Welcome to chrisrichardmiles.m5

A submodule built for the 77th place solution for the M5-Accuracy competition on Kaggle.

This package is built with nbdev, so the source code, testing, and documentation are all built in jupyter notebooks. For full solution details, read through documentation, or the 5 notebooks which are used to create the documentation.

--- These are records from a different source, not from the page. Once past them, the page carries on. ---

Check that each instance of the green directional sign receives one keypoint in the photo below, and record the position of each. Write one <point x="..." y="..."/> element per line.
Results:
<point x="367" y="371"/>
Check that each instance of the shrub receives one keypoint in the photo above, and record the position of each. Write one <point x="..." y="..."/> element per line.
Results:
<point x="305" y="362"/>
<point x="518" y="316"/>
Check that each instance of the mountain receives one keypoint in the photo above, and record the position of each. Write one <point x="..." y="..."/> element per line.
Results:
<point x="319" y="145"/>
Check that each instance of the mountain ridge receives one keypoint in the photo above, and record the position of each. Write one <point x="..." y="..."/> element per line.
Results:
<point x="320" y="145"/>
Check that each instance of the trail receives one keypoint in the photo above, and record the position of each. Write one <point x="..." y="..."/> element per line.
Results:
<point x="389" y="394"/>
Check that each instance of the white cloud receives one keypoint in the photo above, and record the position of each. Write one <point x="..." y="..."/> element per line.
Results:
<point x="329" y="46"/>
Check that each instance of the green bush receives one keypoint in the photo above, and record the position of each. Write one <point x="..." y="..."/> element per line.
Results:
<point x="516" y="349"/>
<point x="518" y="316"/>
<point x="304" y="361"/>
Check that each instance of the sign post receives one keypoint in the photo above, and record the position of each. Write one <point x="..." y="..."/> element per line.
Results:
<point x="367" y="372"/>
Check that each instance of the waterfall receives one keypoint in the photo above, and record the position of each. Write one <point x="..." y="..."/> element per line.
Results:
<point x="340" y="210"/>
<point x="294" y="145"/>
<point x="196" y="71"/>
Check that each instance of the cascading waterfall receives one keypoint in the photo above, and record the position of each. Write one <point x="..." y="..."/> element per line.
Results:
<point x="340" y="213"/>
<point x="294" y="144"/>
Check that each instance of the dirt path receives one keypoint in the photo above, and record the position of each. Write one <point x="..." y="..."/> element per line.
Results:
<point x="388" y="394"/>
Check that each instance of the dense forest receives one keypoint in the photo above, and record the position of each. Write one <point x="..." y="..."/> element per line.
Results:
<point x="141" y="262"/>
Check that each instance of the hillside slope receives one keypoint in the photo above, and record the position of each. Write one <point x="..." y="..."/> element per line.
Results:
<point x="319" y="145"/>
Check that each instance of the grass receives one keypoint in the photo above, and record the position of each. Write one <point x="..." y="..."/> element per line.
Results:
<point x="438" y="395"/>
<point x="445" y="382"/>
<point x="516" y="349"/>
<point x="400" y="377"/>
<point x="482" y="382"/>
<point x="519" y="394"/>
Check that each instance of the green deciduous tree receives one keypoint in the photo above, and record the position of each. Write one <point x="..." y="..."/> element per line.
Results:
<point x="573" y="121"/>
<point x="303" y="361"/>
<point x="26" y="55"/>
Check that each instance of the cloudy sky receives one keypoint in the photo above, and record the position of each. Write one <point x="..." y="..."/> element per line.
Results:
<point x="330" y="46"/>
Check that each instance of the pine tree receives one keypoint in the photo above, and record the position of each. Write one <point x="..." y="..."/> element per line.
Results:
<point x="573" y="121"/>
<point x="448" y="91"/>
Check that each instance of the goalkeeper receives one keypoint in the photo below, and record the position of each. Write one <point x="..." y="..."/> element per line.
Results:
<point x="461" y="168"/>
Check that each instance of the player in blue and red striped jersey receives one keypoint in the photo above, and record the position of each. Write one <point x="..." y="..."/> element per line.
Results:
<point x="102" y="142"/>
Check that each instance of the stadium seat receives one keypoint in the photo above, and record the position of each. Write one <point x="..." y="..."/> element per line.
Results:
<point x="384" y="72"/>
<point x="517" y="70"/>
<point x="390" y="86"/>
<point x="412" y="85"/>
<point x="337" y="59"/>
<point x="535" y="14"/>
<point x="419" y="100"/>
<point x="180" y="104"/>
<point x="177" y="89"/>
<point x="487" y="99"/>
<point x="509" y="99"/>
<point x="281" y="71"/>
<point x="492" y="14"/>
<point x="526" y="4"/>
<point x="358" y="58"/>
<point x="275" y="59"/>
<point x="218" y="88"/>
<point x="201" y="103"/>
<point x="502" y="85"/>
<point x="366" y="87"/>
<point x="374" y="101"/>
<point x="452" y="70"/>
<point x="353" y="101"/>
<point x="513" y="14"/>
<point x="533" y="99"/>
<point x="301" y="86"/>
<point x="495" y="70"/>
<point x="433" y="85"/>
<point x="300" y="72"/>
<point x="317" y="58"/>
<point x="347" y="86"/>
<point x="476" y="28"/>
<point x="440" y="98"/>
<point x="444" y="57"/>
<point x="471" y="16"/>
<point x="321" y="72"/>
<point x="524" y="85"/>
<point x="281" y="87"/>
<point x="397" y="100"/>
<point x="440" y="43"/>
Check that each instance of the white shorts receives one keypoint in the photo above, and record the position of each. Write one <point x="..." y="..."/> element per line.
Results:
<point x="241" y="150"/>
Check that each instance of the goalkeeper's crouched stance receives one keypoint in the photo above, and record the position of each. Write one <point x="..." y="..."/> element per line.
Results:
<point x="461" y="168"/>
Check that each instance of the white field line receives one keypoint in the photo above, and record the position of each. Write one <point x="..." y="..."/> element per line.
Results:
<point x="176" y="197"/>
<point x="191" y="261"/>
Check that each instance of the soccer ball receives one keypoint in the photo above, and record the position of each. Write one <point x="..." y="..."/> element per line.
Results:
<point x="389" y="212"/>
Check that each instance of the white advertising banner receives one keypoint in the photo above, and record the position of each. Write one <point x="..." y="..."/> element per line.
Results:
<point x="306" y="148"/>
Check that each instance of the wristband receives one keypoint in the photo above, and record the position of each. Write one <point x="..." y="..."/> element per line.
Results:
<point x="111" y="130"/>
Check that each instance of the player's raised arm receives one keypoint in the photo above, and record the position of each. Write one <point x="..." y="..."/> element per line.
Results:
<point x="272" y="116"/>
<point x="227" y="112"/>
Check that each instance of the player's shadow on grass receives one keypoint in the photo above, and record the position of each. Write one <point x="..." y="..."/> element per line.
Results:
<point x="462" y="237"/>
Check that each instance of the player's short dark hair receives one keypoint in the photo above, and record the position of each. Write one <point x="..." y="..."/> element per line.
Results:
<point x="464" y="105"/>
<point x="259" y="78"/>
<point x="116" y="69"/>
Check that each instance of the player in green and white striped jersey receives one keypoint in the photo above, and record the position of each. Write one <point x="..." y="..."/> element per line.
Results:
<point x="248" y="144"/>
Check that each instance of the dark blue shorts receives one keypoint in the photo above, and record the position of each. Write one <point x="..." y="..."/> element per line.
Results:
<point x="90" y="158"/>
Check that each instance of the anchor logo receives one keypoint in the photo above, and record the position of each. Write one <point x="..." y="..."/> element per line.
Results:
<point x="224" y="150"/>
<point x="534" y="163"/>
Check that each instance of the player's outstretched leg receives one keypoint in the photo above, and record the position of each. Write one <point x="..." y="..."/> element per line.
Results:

Create submission from scratch from the command line

Requirements: 20 GB of RAM and pip installed

1. Install package

pip install chrisrichardmiles

2. Create data folders, download data, and unzip files

If you have your kaggle api info in root/.kaggle/kaggle.json then run:

crm_download_kaggle_data --comp_name m5-forecasting-accuracy

Otherwise, you must run:

crm_mkdirs_data

and manully download the data zipfile from kaggle and upload it into the data/raw folder.

cd data/raw
unzip * 
cd ../..

3. Detect out of stock days for products and change sales to NaN.

crm_m5_make_oos_data

4. Create features for training

crm_m5_fe

5. Train models and create submission

crm_m5_lgb_daily

Overview of solution

Given Walmart sales data, tasked with delivering accurate hierarchical sales forecasts over 28 days, preventing potential losses in the millions resulting from overstocking and understocking, my solution placed 77th of 5,558 teams (top 1.4%) with a simple, explainable tree-based model, using LightGBM. It is also a pip installable software package, with testing, documentation, and continuous integration, found at my github.
Given a novel scoring metric, I used calculus and numpy to implement a custom objective function utilizable by LightGBM models. After discovering non-convexity, I created another custom function, utilizing insights about the data and metric, which outperformed all other publicly known methods.
With stockout-days non-differentiable from zero-sales-days, I used probability to detect stockout days by assuming sales were Poisson distributed, finding streaks of zeroes that were unreasonably long, given the average daily sales of a product, leading to enhanced data, more effective features, and superior models.
With limited memory resources, I utilized principal component analysis from scikit-learn to reduce dimensionality of features, allowing more total features and better model performance.
Needing feature engineering that did not exist in pandas, I used numpy to calculate novel rolling window features, also giving a 20x speed up, useful to speed up data pipelines.

Some lessons I learned

RAM issues

Computing rolling window statistics can be very expensive, but can be ok if we do processing in smaller sections like we do with n_splits in the rolling_window statistics calculations.
Datatype matter: float32 and float16 datatypes can save a lot of RAM, but be careful for float16, which might cause accuracy problems or completely break a process, like when trying to use StandardScaler with float16 datatypes resulted in all zeros.
Be careful with Pandas DataFrames. I had a lot of problems where I was unmindfully creating large copies of data, such as a saving function, looking something like df[cols].to_csv(....) which was making an entirely new dataframe in memory before saving. This was remedied by using the usecols param in df.to_csv
Be careful with DataFrame names. It seems that it is better to keep the same name of a DataFrame when doing things like concating an existing df with new data. Its like pandas will use memory more intelligently. So this: df2 = pd.concat([df1, pd.read_csv('data.csv')]; del df2 should be replaced with df1 = pd.concat([df1, pd.read_csv('data.csv')]. It seems like it should work the same, but my experience with RAM crashes seems to indicate the second method is much better.

Organization is important

The first iteration of this project was code spread accross hundreds of kaggle notebooks. I ran experiments by running a notebook and just looking at the result. It always felt ok while I was doing it, and it worked out ok, but I didn’t have the results saved in a proper manner. Now I use neptune.ai to track experiments.